Exploring strange nucleon form factors on the lattice
Ronald Babich, Richard C. Brower, Michael A. Clark, George T. Fleming, James C. Osborn, Claudio Rebbi, David Schaich
TL;DR
This study directly computes disconnected strange-quark contributions to nucleon form factors on a 24^3×64 anisotropic lattice with Wilson gauge and fermion actions. Using variance-reduced stochastic traces and a dedicated correlator analysis, it finds G_E^s(Q^2) and G_M^s(Q^2) to be small and compatible with zero, while G_A^s(Q^2) is mildly negative and the bare strange scalar matrix element <N|ss|N>_0 shows a strong signal but suffers from substantial flavor-singlet/non-singlet mixing in Wilson fermions, complicating renormalization. The work highlights significant methodological challenges and outlines concrete plans—2+1 flavor ensembles, longer temporal extent, multigrid solvers, GPUs, and advanced variance reduction—to achieve controlled, renormalized determinations of strange nucleon matrix elements. The results provide crucial benchmarks for the size of disconnected contributions and have implications for proton spin structure and dark matter cross-section interpretations, while underscoring the importance of careful operator mixing corrections in Wilson-like formulations.
Abstract
We discuss techniques for evaluating sea quark contributions to hadronic form factors on the lattice and apply these to an exploratory calculation of the strange electromagnetic, axial, and scalar form factors of the nucleon. We employ the Wilson gauge and fermion actions on an anisotropic 24^3 x 64 lattice, probing a range of momentum transfer with Q^2 < 1 GeV^2. The strange electric and magnetic form factors, G_E^s(Q^2) and G_M^s(Q^2), are found to be small and consistent with zero within the statistics of our calculation.
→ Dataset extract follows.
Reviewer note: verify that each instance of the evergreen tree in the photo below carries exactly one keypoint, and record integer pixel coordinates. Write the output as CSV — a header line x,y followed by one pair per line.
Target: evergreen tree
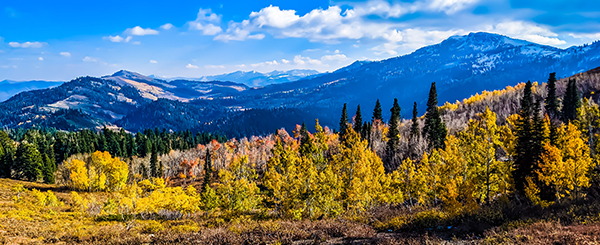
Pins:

The lattice data favor a small negative value for the strange axial form factor G_A^s(Q^2) and exhibit a strong signal for the bare strange scalar matrix element <N|ss|N>_0. We discuss the unique systematic uncertainties affecting the latter quantity relative to the continuum, as well as prospects for improving future determinations with Wilson-like fermions.